问题
I am looking for a more efficient way of doing an operation with a given dataframe.
library(purrr)
library(dplyr)
Here is a step by step description:
First, there is the function possible_matches
, that for each observation i
in df
, gives the index of rows that are possibly matchable to i
, which are going to be used on the next step:
possible_matches <- function(i, df) {
k1 <- df$j[df$id_0 == df$id_0[i]]
j2 <- setdiff(df$j, k1)
k2 <- map(j2, ~ df$j[df$id_0[.] == df$id_0])

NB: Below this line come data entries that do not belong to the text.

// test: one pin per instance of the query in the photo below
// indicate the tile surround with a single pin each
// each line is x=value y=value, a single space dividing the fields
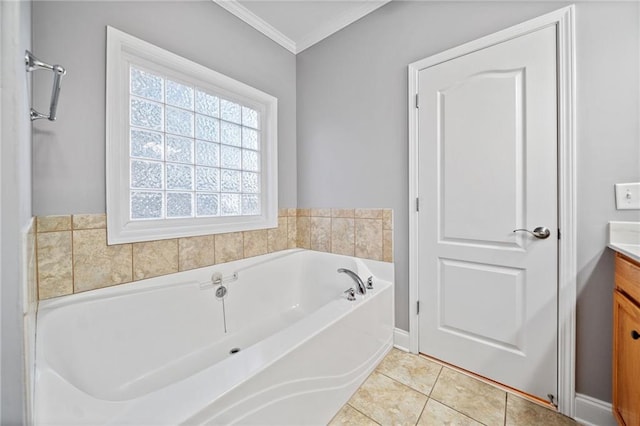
x=72 y=254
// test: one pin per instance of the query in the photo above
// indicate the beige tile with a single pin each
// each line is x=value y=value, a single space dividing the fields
x=387 y=219
x=90 y=221
x=55 y=264
x=96 y=265
x=155 y=258
x=471 y=397
x=31 y=263
x=387 y=401
x=320 y=212
x=351 y=417
x=292 y=232
x=369 y=213
x=196 y=252
x=343 y=213
x=436 y=414
x=412 y=370
x=321 y=234
x=303 y=232
x=277 y=237
x=369 y=238
x=387 y=245
x=229 y=247
x=255 y=243
x=521 y=412
x=53 y=223
x=343 y=236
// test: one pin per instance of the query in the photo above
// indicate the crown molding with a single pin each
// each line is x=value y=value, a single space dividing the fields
x=235 y=8
x=339 y=22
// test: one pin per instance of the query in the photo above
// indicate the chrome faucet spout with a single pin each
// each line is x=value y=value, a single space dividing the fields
x=360 y=287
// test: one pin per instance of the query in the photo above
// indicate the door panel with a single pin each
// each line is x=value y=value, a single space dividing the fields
x=464 y=112
x=463 y=284
x=487 y=132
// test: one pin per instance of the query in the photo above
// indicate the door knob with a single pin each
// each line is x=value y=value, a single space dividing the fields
x=540 y=232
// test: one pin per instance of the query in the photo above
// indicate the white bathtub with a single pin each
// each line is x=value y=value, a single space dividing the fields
x=156 y=351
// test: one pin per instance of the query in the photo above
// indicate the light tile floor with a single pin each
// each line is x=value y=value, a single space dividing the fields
x=408 y=389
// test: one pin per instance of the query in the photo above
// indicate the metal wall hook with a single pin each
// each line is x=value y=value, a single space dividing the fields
x=33 y=64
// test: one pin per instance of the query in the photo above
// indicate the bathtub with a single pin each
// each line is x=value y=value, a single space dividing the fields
x=283 y=345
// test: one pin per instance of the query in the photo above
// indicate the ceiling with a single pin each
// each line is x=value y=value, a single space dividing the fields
x=299 y=24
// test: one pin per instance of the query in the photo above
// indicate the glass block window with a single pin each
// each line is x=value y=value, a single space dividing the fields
x=189 y=151
x=193 y=153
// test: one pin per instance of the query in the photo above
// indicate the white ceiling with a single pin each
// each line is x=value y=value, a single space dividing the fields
x=299 y=24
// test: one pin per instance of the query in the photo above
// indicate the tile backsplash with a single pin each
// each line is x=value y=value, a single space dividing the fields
x=73 y=255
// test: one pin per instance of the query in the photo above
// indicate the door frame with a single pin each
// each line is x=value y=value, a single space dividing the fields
x=564 y=21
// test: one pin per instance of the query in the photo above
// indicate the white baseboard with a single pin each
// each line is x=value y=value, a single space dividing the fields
x=401 y=339
x=593 y=412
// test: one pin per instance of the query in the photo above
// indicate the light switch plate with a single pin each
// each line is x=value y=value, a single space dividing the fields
x=628 y=196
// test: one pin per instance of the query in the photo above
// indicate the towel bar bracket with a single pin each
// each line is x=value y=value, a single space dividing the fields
x=33 y=64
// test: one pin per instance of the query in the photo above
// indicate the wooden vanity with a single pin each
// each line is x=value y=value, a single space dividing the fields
x=626 y=341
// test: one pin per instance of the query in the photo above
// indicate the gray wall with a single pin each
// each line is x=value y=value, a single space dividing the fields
x=15 y=198
x=69 y=155
x=353 y=140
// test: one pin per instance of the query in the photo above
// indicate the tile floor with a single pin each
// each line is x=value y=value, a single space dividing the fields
x=407 y=389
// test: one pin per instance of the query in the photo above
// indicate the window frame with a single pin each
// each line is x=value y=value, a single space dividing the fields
x=123 y=50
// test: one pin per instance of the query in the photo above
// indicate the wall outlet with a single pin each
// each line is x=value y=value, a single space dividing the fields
x=628 y=196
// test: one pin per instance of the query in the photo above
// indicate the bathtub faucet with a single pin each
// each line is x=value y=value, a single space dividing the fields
x=360 y=287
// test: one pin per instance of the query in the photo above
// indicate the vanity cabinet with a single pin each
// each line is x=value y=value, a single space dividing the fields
x=626 y=342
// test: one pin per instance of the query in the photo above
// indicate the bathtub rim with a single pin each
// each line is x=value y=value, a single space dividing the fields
x=131 y=408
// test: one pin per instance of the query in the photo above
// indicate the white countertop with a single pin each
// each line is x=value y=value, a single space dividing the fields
x=624 y=237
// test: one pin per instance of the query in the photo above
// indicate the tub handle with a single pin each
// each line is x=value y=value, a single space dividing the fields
x=370 y=283
x=351 y=294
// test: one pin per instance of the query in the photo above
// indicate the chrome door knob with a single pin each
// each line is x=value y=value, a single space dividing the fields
x=539 y=232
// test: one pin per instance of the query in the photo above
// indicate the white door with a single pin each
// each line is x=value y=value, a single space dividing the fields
x=487 y=135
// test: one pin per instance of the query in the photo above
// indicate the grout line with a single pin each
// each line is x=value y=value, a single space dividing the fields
x=422 y=411
x=504 y=419
x=369 y=417
x=435 y=381
x=73 y=263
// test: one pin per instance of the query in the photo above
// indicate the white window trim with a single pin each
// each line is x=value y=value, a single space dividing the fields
x=121 y=47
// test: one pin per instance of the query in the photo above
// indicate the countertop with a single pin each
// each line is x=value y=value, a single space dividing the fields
x=624 y=237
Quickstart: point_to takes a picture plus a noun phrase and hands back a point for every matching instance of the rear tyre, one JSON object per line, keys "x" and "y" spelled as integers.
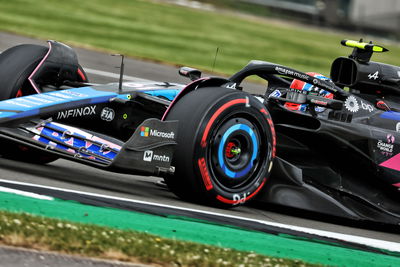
{"x": 226, "y": 144}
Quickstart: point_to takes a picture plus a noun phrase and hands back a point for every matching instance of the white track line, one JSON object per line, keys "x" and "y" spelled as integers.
{"x": 24, "y": 193}
{"x": 376, "y": 243}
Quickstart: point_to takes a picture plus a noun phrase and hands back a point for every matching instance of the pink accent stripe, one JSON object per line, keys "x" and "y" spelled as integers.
{"x": 392, "y": 163}
{"x": 178, "y": 96}
{"x": 36, "y": 69}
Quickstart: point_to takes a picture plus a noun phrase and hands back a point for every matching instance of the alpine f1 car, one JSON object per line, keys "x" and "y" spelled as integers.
{"x": 329, "y": 145}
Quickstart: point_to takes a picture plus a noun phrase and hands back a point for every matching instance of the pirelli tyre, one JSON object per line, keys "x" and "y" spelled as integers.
{"x": 226, "y": 145}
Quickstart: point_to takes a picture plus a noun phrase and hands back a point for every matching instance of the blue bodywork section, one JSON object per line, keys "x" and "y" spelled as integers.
{"x": 169, "y": 94}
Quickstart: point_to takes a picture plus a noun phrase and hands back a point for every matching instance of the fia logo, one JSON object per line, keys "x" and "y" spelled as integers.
{"x": 107, "y": 114}
{"x": 148, "y": 155}
{"x": 144, "y": 131}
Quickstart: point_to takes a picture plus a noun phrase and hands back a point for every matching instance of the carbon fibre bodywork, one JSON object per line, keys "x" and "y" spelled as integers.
{"x": 337, "y": 156}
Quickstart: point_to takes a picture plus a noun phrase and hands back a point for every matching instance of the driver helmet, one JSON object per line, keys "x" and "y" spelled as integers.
{"x": 300, "y": 85}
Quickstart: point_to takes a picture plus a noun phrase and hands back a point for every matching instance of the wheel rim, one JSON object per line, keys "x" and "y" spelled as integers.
{"x": 234, "y": 153}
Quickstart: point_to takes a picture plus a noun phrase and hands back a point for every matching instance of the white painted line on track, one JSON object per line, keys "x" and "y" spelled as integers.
{"x": 376, "y": 243}
{"x": 115, "y": 75}
{"x": 24, "y": 193}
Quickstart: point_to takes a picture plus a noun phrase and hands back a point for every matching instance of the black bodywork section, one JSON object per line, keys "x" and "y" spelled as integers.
{"x": 335, "y": 160}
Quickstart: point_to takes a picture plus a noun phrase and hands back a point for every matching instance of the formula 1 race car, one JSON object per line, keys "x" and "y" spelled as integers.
{"x": 306, "y": 143}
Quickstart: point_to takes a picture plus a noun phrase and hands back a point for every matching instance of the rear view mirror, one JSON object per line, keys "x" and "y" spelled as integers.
{"x": 192, "y": 74}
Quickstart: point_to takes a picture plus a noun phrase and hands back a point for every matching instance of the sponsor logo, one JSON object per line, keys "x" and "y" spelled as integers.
{"x": 150, "y": 156}
{"x": 398, "y": 127}
{"x": 386, "y": 147}
{"x": 390, "y": 138}
{"x": 78, "y": 112}
{"x": 107, "y": 114}
{"x": 231, "y": 86}
{"x": 373, "y": 76}
{"x": 276, "y": 93}
{"x": 146, "y": 132}
{"x": 351, "y": 104}
{"x": 367, "y": 107}
{"x": 289, "y": 72}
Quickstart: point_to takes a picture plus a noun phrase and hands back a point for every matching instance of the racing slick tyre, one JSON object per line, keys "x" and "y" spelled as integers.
{"x": 226, "y": 145}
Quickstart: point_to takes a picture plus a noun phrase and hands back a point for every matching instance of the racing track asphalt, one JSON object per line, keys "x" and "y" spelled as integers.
{"x": 70, "y": 175}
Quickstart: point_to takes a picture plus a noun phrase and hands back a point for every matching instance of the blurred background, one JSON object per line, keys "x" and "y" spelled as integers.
{"x": 219, "y": 36}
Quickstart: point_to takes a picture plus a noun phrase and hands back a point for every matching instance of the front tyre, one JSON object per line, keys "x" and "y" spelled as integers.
{"x": 226, "y": 145}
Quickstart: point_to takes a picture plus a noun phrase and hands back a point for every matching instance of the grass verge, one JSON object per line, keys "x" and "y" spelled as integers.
{"x": 21, "y": 229}
{"x": 178, "y": 35}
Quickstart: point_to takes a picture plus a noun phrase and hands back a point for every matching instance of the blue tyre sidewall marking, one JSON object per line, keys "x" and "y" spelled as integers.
{"x": 252, "y": 135}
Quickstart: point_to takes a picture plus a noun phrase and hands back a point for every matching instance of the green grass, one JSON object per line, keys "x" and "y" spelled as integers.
{"x": 103, "y": 242}
{"x": 177, "y": 35}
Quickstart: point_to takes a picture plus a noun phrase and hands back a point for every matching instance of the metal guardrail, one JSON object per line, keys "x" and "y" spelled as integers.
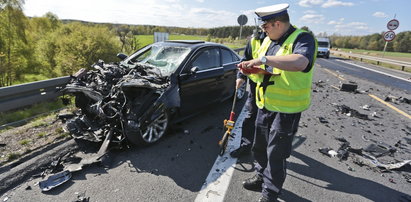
{"x": 17, "y": 96}
{"x": 402, "y": 64}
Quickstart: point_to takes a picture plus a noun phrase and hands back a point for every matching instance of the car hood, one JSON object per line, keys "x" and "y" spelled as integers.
{"x": 110, "y": 95}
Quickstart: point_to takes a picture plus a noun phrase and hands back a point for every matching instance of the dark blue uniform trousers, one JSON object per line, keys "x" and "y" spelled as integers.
{"x": 272, "y": 146}
{"x": 248, "y": 127}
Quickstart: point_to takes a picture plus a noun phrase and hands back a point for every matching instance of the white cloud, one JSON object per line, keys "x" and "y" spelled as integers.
{"x": 310, "y": 12}
{"x": 334, "y": 3}
{"x": 312, "y": 18}
{"x": 380, "y": 14}
{"x": 309, "y": 3}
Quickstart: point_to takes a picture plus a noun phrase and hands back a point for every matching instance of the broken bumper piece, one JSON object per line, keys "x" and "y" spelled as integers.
{"x": 55, "y": 180}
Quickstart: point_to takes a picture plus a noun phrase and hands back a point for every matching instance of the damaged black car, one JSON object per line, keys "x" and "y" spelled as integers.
{"x": 137, "y": 99}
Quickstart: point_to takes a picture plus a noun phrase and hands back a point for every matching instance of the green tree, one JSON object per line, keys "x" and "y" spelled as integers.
{"x": 12, "y": 40}
{"x": 79, "y": 46}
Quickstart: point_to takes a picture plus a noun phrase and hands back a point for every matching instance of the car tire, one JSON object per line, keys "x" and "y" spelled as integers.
{"x": 154, "y": 131}
{"x": 241, "y": 91}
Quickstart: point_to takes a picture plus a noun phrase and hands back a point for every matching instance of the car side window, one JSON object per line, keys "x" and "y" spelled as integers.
{"x": 227, "y": 56}
{"x": 207, "y": 59}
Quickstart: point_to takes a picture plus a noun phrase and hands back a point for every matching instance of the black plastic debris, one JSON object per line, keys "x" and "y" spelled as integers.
{"x": 342, "y": 152}
{"x": 322, "y": 120}
{"x": 348, "y": 87}
{"x": 328, "y": 152}
{"x": 378, "y": 150}
{"x": 397, "y": 100}
{"x": 82, "y": 198}
{"x": 344, "y": 109}
{"x": 54, "y": 180}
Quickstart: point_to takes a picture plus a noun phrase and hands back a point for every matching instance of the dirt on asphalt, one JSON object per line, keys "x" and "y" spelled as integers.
{"x": 335, "y": 118}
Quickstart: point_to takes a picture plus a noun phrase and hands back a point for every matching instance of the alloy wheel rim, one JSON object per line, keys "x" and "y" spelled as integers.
{"x": 156, "y": 129}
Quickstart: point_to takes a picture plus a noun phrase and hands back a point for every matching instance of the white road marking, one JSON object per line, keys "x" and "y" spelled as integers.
{"x": 215, "y": 187}
{"x": 375, "y": 70}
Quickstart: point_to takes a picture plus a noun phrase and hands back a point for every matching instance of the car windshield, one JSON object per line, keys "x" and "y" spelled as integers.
{"x": 165, "y": 58}
{"x": 323, "y": 44}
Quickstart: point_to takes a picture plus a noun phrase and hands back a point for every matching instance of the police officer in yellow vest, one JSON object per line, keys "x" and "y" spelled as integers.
{"x": 248, "y": 125}
{"x": 289, "y": 56}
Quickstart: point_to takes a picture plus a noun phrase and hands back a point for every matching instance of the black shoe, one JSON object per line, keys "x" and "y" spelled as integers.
{"x": 241, "y": 151}
{"x": 266, "y": 199}
{"x": 254, "y": 184}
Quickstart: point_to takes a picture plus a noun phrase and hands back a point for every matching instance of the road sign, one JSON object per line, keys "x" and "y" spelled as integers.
{"x": 242, "y": 20}
{"x": 393, "y": 24}
{"x": 389, "y": 36}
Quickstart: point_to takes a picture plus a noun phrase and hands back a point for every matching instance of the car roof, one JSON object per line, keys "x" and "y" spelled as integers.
{"x": 193, "y": 44}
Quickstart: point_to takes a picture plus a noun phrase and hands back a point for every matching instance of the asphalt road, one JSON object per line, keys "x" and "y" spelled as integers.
{"x": 177, "y": 167}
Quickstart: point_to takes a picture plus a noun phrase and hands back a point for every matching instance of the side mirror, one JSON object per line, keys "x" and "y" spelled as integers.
{"x": 193, "y": 70}
{"x": 122, "y": 56}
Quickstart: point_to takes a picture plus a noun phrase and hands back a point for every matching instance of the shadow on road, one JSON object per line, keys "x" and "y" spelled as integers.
{"x": 185, "y": 155}
{"x": 342, "y": 182}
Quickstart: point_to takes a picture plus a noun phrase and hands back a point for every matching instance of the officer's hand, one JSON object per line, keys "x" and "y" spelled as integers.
{"x": 238, "y": 83}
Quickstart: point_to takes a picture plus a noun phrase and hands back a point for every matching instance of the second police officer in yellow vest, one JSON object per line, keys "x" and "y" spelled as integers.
{"x": 288, "y": 54}
{"x": 248, "y": 125}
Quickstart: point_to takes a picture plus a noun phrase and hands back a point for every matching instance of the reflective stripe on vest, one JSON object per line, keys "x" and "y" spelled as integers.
{"x": 256, "y": 50}
{"x": 290, "y": 92}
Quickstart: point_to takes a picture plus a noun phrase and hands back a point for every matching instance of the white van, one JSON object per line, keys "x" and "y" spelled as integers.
{"x": 324, "y": 46}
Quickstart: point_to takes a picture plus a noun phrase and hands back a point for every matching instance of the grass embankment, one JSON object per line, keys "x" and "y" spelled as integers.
{"x": 31, "y": 111}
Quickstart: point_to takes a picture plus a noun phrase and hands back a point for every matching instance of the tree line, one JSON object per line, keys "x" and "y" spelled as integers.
{"x": 47, "y": 47}
{"x": 401, "y": 43}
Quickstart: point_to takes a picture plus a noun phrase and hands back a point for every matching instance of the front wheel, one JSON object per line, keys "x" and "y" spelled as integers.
{"x": 153, "y": 132}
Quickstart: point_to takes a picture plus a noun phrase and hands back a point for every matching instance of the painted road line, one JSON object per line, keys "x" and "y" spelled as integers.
{"x": 390, "y": 106}
{"x": 215, "y": 187}
{"x": 375, "y": 71}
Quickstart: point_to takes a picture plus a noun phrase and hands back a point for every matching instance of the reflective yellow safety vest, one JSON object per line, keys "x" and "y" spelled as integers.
{"x": 257, "y": 47}
{"x": 288, "y": 92}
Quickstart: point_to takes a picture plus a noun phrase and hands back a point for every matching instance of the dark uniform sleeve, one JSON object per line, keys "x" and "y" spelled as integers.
{"x": 305, "y": 45}
{"x": 248, "y": 55}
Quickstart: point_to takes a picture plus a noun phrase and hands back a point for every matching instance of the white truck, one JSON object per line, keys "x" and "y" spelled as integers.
{"x": 324, "y": 46}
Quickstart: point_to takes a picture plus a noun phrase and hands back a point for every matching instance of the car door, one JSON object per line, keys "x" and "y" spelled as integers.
{"x": 200, "y": 88}
{"x": 229, "y": 61}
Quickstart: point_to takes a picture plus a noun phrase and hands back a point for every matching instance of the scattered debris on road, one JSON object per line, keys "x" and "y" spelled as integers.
{"x": 55, "y": 180}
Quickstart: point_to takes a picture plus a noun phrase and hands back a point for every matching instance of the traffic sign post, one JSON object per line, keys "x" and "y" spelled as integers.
{"x": 242, "y": 20}
{"x": 393, "y": 24}
{"x": 390, "y": 35}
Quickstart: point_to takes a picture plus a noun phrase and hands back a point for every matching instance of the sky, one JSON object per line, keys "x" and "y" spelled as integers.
{"x": 343, "y": 17}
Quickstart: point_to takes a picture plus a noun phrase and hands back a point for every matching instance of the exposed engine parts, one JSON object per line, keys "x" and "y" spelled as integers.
{"x": 114, "y": 98}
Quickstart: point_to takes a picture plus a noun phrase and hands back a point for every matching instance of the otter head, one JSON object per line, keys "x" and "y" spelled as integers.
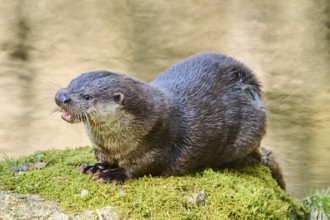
{"x": 90, "y": 98}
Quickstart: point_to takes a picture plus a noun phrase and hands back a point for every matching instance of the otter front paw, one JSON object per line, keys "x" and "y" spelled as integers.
{"x": 92, "y": 169}
{"x": 116, "y": 176}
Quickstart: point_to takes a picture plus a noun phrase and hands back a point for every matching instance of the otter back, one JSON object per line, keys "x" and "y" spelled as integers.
{"x": 206, "y": 111}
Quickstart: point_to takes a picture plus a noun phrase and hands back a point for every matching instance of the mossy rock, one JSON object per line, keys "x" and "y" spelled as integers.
{"x": 248, "y": 192}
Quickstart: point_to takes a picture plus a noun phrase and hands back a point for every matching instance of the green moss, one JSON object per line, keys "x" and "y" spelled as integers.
{"x": 318, "y": 204}
{"x": 246, "y": 193}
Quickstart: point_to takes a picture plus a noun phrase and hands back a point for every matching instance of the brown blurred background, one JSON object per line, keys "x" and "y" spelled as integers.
{"x": 44, "y": 44}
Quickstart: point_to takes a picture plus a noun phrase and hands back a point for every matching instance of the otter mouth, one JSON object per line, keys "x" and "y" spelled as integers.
{"x": 70, "y": 118}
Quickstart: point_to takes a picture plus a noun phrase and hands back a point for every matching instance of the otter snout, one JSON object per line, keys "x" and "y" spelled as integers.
{"x": 62, "y": 97}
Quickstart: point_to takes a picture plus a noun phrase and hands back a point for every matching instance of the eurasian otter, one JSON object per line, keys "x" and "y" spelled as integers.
{"x": 206, "y": 111}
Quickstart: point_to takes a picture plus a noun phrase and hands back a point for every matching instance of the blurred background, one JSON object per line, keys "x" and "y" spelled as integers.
{"x": 44, "y": 44}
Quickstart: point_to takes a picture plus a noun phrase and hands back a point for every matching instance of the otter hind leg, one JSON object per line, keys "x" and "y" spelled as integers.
{"x": 265, "y": 157}
{"x": 269, "y": 160}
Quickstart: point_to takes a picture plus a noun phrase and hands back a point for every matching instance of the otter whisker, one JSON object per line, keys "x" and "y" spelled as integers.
{"x": 55, "y": 110}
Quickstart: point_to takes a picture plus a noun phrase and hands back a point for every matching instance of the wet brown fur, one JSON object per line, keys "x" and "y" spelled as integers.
{"x": 206, "y": 111}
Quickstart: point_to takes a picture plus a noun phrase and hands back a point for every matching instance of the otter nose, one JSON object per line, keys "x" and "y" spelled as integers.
{"x": 62, "y": 97}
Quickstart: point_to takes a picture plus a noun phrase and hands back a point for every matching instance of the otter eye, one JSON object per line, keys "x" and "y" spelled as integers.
{"x": 87, "y": 97}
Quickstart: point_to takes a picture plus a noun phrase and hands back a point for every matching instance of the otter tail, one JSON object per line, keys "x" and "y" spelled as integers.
{"x": 269, "y": 160}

k3 <- map(k2, ~ map(.x, ~ df$j[df$Year[k1] == df$Year[.] &
df$Quarter[k1] == df$Quarter[.]]
) %>% unlist(.))
k4 <- map(k3, ~ length(.) == 0) %>% unlist()
j2[k4]
}
Basically, it takes all rows with the same id
to i
, and then filter some out according to some criteria. This function is used inside function match1
, which loops through all rows given by possible_matches
, filtering out more of them according to some other criteria (simplified here):
match_1 <- function(i, df) {
j <- possible_matches(i, df)
if (is_empty(j)) {
out <- i
} else {
g1 <-
abs(df$V2009[i] - df$V2009[j]) <= 5
out <- ifelse(!g1, i, j[g1])
}
return(out)
}
Since match1
possibly returns multiple observations per row, I have to try to group all paired ones as much as I can. I do this by defining:
modes <- function(x, y) {
ux <- unique(x)
tab <- tabulate(match(y, ux))
ux[tab == max(tab)]
}
Running it inside function equalize_indices
, which also splits df
into groups so that there is no looping through unnecessary rows:
equalize_indices <- function(df, prev_id) {
df1 <- df %>%
group_split()
w <- df1 %>%
map(~ .x %>%
nrow() %>%
seq())
df1 <- map(df1, ~.x %>%
mutate(j = row_number())
)
x <- map2(w, df1, ~ map(.x, match_1, df = .y))
z <- map(x, function(x){
map(x, ~ modes(., x) %>%
min(.))
})
df3 <- map2(df1, z, ~.x %>%
mutate(index = .y) %>%
group_by(index) %>%
mutate(index = min({{prev_id}})) %>%
select(-j)
)
df <- bind_rows(df3)
return(df)
}
EDIT Finally, here is some larger data with the expected output:
set.seed(1)
DF <- data.frame(
UPA = 1,
Quarter = sample(1:4, 8, replace = TRUE),
Year = sample(2010:2015, 8, replace = TRUE),
id_0 = sample(2:10, 8, replace = TRUE),
V2009 = c(19, 22, 17, 10, 37, 19, 22, 17)
) %>%
group_by(UPA)
DF %>%
equalize_indices(prev_id = id_0)
Here is my question: it takes too long to run this procedure with a data frame with 25k rows (about 30 min) using more conditionalities. Why is this? Is there some way to turn the process faster? This needs to be scalable to very large data frames. I know looping may take time, but by using group_split
inside equalize_indices
, I can turn the loops smaller.
How can I optimize this procedure? - It basically is a process splitting a dataset, eliminating unmatchable observations to each row, picking the most common matched index for each row, and then binding the rows again.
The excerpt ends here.